After the first investment, the seeds will multiply, and there will be no need to purchase seeds for the next ten years, as Avanish found out. “Hence, profits will start doubling every year from the second year onwards.”
Located in Dehradun, the Capital city of Uttarakhand State in India, a 20m2 pilot farm appears at the foot of the Himalayan mountains. Conducting one pilot thus far, Avanish has been able to collect various datasets he needed. “Based on the success of this trial, we can scale out production 10-fold at a commercial size.”
Dr. Avanish Goel and Dr. Archana Kamble
Saffron: the golden crop?
Avanish foresees a tremendous future for the Indian saffron industry as the current market size in India alone is around $ 8.5-9 Billion USD while domestic production is only 10% of the market size. “This huge gap, added to the high-rated quality of Kashmiri saffron, itself is a good reason to tap the potential of this market at the start only. Due to its high demand, saffron can be readily sold in any part of the country, and globally truly.”

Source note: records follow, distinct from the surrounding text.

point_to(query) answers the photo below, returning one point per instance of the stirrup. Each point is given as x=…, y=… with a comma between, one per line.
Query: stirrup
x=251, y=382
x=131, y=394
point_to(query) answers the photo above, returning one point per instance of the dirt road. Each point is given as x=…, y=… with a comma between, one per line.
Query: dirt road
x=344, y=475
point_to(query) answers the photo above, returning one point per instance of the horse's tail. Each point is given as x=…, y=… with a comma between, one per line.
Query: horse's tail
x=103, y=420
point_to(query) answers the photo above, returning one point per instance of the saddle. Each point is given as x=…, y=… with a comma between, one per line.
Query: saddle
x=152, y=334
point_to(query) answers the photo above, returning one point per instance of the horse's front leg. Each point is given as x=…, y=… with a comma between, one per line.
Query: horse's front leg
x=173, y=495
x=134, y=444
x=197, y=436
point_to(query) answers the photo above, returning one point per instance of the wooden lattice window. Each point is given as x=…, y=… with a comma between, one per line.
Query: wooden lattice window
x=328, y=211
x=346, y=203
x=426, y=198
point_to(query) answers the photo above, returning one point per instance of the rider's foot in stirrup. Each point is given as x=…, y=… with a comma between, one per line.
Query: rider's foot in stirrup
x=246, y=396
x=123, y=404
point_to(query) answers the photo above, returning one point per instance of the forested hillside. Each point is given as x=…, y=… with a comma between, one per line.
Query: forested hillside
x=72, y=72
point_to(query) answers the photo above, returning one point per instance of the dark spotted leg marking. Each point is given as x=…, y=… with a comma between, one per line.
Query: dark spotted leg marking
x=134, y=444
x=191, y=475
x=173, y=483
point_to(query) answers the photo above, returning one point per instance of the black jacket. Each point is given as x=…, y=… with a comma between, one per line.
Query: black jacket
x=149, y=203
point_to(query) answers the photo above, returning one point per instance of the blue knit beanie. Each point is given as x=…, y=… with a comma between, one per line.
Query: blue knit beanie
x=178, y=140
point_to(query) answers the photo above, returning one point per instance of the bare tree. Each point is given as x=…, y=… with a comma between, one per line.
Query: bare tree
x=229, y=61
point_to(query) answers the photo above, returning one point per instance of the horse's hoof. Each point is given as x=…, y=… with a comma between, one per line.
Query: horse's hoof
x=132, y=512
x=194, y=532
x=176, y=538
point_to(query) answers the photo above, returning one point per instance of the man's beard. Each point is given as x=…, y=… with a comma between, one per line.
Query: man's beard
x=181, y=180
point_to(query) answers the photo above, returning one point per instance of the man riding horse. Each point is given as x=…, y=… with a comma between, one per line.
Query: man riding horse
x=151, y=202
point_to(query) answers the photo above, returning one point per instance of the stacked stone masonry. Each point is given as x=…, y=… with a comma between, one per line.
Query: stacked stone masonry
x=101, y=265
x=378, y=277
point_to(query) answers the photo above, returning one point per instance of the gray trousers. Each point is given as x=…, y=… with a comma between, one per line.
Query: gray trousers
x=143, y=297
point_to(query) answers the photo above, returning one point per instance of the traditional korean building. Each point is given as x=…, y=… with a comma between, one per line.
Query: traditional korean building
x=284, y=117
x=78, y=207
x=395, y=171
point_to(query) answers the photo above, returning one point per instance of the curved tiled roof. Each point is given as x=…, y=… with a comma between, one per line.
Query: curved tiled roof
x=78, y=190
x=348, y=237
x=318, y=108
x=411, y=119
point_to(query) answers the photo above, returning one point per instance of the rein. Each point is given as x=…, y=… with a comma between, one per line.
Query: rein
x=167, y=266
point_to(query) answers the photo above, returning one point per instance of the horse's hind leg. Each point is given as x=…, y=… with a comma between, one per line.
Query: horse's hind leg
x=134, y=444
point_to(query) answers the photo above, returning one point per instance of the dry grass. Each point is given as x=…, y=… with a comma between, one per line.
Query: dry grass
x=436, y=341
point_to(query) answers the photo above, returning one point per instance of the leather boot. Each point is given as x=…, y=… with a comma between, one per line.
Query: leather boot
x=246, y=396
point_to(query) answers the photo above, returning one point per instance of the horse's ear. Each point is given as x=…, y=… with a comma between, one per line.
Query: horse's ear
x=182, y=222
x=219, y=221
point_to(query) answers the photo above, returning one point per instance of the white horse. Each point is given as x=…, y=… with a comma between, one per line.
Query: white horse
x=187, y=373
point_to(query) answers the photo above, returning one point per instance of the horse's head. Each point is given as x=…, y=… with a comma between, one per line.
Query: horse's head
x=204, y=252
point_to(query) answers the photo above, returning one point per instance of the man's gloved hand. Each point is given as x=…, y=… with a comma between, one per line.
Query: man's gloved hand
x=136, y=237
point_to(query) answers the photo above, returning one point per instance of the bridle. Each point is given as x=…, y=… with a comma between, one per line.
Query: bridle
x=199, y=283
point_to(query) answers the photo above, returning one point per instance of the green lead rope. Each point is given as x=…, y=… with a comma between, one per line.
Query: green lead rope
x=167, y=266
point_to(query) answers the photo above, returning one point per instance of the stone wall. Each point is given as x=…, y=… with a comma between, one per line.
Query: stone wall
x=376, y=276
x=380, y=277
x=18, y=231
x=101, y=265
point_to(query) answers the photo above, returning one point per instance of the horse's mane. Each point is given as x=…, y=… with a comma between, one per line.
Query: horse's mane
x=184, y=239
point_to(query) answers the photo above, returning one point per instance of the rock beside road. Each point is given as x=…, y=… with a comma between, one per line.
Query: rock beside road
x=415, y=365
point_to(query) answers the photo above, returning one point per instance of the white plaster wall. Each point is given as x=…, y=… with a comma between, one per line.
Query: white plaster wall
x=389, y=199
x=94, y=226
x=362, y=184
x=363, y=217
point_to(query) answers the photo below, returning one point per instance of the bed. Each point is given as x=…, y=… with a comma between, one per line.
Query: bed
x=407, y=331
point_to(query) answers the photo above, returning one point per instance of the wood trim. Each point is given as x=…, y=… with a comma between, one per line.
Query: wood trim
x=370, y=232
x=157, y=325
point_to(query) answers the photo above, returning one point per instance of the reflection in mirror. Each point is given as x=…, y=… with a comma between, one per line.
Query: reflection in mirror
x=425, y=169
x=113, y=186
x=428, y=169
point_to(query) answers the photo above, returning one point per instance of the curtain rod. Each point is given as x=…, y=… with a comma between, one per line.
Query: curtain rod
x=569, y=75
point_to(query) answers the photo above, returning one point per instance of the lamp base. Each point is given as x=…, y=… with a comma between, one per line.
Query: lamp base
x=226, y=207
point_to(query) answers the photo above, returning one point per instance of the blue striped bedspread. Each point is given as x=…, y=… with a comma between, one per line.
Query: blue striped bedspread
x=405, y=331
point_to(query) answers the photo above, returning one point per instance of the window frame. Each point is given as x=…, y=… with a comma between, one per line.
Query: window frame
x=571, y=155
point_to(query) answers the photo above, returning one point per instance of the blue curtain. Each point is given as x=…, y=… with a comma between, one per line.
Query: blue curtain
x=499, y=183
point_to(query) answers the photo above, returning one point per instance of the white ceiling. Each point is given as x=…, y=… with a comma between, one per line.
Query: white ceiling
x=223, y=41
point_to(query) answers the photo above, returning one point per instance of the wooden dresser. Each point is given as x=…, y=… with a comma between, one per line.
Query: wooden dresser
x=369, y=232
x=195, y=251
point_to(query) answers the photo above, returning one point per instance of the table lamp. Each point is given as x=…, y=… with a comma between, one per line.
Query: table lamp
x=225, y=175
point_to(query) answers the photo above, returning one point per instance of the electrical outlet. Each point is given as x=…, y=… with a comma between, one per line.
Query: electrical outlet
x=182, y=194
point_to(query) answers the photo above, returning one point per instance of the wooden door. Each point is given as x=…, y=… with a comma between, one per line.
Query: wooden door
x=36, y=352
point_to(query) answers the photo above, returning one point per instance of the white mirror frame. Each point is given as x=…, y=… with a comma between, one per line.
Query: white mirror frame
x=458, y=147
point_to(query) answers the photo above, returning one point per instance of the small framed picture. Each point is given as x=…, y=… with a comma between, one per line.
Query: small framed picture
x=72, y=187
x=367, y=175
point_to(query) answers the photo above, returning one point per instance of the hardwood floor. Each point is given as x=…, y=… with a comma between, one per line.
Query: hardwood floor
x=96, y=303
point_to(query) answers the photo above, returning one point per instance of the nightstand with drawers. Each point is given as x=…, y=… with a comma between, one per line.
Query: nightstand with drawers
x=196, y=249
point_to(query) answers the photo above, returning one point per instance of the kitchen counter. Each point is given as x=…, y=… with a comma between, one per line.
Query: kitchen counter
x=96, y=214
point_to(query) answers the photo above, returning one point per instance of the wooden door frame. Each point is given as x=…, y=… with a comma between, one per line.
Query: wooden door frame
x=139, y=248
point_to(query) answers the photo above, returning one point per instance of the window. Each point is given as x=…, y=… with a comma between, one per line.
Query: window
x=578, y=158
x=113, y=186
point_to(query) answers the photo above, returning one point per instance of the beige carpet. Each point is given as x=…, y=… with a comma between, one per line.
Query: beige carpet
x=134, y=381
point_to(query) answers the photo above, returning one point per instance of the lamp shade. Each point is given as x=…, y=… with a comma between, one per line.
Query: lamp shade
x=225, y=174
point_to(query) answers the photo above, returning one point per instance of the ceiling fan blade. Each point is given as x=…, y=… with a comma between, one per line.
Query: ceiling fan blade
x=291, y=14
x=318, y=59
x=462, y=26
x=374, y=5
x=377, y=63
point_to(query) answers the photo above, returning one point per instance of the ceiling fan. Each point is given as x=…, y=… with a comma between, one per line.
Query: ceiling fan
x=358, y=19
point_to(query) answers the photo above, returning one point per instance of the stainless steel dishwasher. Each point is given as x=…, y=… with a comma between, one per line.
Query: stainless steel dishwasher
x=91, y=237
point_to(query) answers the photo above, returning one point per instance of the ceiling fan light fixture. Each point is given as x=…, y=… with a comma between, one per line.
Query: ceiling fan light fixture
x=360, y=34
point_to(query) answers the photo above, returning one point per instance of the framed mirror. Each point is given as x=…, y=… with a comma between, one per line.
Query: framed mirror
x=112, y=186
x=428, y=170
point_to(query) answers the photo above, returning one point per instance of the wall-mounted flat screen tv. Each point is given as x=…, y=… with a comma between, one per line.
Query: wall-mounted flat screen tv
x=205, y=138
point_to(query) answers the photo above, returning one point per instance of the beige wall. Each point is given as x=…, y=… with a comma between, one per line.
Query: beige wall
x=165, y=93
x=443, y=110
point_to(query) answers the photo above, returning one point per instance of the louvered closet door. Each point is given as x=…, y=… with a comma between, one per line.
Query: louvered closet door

Harvested saffron is sold at a local price, starting from Rs 300.000 to Rs 500.000 per KG (€ 3325 - 5500), yet depending on the quality. Kashmiri Saffron is of premium quality among all the countries that grow it, its export market demand is very high, and in the export market, it ranges from Rs 500.000 to Rs 1.000.000 per KG (€ 5500 to 11,000).
Being a Mechanical Engineer with an MBA from the India Institute of Management, Avanish is also pursuing a PhD in Management. Doing research over the past two years in indoor ag, Avanish narrowed the crops down to saffron only because of the demand, the ever-growing supply gap, the medicinal properties, and its high profitability. “It made perfect sense to take this to a commercial level and still an unexplored market in India at large commercial scale.”
His other half, Dr. Archana Kamble, has been contributing to the project ever since its initiation as well. She is an Ayurvedic Doctor by Profession, having done her Master in Medicine (MD) in Gynecology and Obstetrics, and is currently working as a Principal in a Medical College in Dehradun, Uttarakhand, India.
Growing saffron requires four important parameters in a controlled environment to be constantly monitored and changed as per the three-month growing cycle. These parameters are, according to Avanish, low temperatures (up to 5°C), humidity ranges from low to high during the growing period, proper light intensity, and CO2.
“When providing these parameters correctly, you can grow saffron aeroponically in any part of the world. I will try to do more in-depth research to increase the productivity and quality of the saffron we grow inside our farm. Hopefully, in the next two to three years, I can master the art and take it to the next level.”